Challenges will always appear—new regulatory regimes, shifts in customer process needs, tighter contaminants lists, changing safety standards. As a producer with practical insight, our approach is built on incremental improvements. Small changes, such as tweaking drying times or re-evaluating filter media, can yield measurable gains across hundreds of tons of throughput yearly. Cross-team meetings, in-house root-cause audits, and feedback from customers all drive process changes. Technology suppliers encourage upgrades, but it is our experience with how these tools behave in the working plant that forms the basis of each adoption or rejection.

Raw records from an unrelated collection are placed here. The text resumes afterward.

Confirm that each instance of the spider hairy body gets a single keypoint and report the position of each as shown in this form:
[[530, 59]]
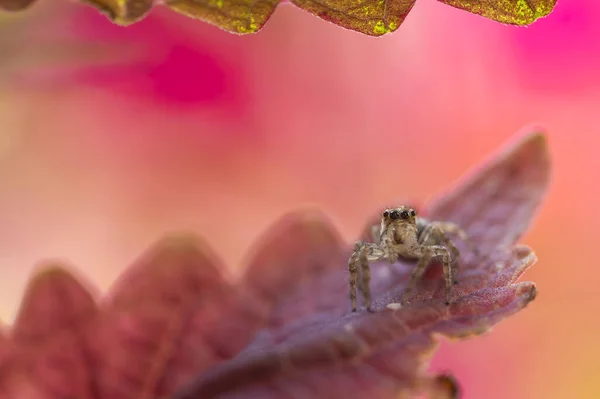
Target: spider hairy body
[[404, 235]]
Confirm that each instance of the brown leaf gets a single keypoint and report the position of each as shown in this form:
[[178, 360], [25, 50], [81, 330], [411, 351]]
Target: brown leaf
[[513, 12], [164, 320], [174, 325], [50, 360], [370, 17], [314, 347]]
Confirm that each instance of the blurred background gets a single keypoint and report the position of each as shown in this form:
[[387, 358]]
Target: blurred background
[[112, 136]]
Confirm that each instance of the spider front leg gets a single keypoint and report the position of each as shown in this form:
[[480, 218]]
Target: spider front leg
[[436, 233], [452, 228], [428, 254], [361, 256]]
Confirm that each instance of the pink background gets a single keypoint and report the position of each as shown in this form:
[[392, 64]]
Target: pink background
[[111, 137]]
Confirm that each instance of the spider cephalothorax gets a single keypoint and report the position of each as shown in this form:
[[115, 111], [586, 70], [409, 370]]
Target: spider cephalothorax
[[403, 234]]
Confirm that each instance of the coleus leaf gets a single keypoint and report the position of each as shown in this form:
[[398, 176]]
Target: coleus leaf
[[370, 17], [175, 325]]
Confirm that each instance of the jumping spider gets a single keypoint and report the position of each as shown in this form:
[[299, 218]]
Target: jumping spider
[[403, 234]]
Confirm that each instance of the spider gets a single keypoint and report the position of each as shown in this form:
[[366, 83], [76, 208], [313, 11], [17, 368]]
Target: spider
[[403, 234]]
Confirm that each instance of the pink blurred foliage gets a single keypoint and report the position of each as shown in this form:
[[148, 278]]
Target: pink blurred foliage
[[159, 62]]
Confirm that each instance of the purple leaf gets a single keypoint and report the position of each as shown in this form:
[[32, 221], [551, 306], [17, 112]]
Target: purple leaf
[[312, 346]]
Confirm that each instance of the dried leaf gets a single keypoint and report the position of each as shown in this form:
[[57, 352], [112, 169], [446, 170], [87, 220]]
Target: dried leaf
[[370, 17], [513, 12]]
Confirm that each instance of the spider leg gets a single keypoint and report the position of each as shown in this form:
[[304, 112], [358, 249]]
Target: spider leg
[[361, 256], [452, 228], [429, 253], [434, 234]]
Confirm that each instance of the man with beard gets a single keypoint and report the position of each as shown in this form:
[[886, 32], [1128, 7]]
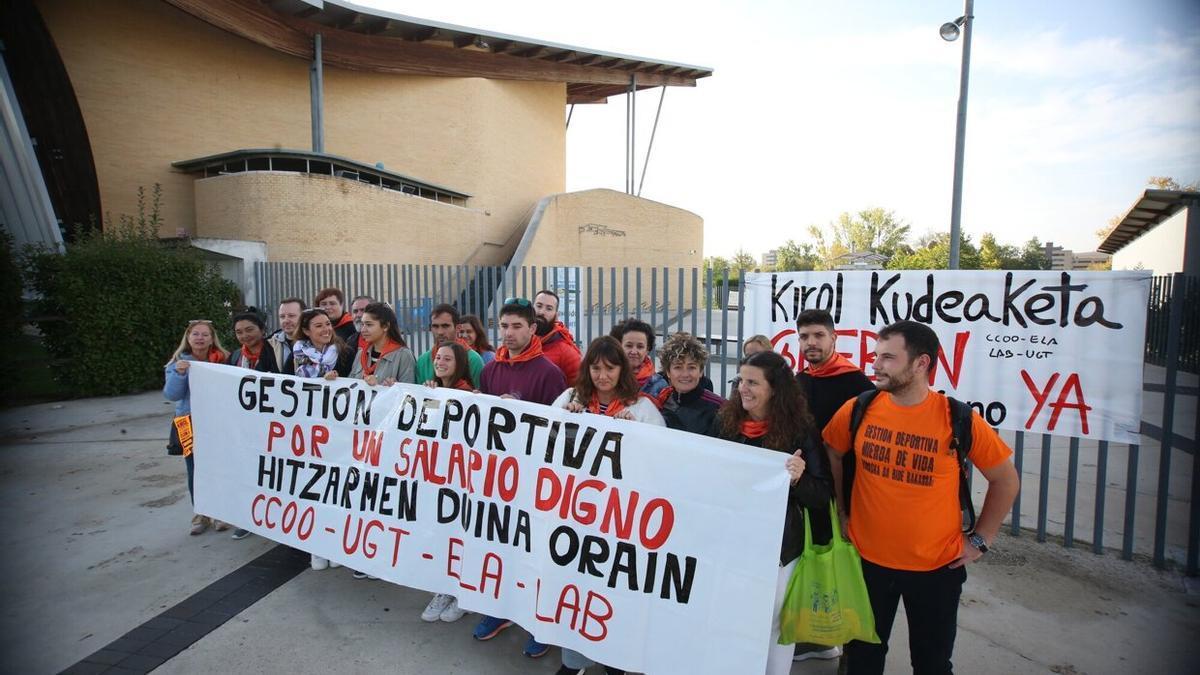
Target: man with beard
[[828, 381], [557, 342], [276, 357], [906, 519], [333, 300], [358, 306], [444, 327]]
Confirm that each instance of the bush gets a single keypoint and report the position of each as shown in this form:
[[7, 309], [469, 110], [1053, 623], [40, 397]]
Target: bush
[[113, 308], [11, 306]]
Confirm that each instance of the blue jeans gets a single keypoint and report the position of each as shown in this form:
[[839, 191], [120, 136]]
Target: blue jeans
[[575, 659], [191, 472]]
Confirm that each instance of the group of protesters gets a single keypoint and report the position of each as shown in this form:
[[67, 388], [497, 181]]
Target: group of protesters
[[769, 406]]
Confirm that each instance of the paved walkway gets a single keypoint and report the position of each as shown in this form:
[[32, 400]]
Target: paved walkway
[[96, 545]]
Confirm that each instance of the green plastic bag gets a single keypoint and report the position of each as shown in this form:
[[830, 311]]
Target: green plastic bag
[[827, 601]]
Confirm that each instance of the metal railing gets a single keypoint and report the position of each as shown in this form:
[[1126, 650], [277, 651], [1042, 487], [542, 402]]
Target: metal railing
[[1126, 496]]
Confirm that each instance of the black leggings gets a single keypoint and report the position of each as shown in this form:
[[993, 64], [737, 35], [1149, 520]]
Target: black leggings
[[931, 604]]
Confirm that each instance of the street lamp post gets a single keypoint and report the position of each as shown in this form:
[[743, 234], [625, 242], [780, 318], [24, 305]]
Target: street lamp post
[[949, 31]]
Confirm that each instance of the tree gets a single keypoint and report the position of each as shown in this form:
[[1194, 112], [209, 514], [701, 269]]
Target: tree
[[743, 261], [1033, 256], [933, 251], [796, 257], [1157, 183], [873, 230]]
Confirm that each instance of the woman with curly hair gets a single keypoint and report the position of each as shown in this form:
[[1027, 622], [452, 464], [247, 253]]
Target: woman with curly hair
[[451, 368], [767, 410], [198, 344], [687, 404], [606, 386]]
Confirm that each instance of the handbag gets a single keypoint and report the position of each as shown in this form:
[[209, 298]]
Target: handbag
[[827, 601]]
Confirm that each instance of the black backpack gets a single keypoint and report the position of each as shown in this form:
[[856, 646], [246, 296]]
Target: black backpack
[[960, 442]]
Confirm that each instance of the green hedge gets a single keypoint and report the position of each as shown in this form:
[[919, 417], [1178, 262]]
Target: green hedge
[[114, 306]]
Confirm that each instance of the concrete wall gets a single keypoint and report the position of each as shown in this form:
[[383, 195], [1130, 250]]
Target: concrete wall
[[157, 85], [1159, 250], [307, 217], [605, 228]]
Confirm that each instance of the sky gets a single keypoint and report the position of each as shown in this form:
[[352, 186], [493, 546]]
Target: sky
[[816, 108]]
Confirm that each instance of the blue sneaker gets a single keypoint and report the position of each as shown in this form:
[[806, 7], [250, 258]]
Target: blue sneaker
[[491, 627], [534, 649]]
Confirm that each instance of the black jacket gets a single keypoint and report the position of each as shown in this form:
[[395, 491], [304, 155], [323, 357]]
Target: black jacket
[[810, 494], [827, 394], [693, 411]]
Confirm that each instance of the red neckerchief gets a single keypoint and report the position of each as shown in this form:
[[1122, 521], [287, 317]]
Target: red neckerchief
[[615, 406], [751, 429], [251, 358], [559, 328], [838, 364], [532, 352], [664, 396], [215, 356], [646, 371], [365, 357]]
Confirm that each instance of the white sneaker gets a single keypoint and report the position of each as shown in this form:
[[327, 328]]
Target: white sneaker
[[437, 605], [453, 611], [825, 655]]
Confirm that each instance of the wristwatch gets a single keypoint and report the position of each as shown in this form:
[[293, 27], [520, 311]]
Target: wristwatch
[[978, 542]]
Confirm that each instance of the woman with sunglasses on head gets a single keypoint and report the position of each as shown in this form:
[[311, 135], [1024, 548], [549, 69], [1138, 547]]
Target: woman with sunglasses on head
[[451, 368], [767, 410], [385, 357], [198, 344], [471, 329], [606, 386], [319, 352], [250, 330]]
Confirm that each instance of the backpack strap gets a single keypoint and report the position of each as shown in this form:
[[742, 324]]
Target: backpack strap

Market movement toward higher-purity and more specialized intermediates is clear. Benzenesulfinic acid zinc salt, in our operation, continues to evolve through close customer engagement—both chemists and plant managers tell us what works and what holds them back. Refinements to process and packaging roll out when clear value is demonstrated—never just for the sake of innovation or sales. This mindset extends to how we train staff, manage R&D projects, and design quality assurance systems. The result is a product not only fit for a range of end uses, but one that reflects the practical realities of global manufacturing, real-world handling, and complex regulatory environments.
In summary, benzenesulfinic acid zinc salt holds a real position of utility and trust within the chemical industry, and we see its importance grow with every new application and customer feedback loop. From raw material input to final quality check, we bring both technical knowledge and the humility of experience. This approach has shaped a product that often does more than its paper spec promises—delivering reliability and safety to industries where the smallest defect can have outsized effects.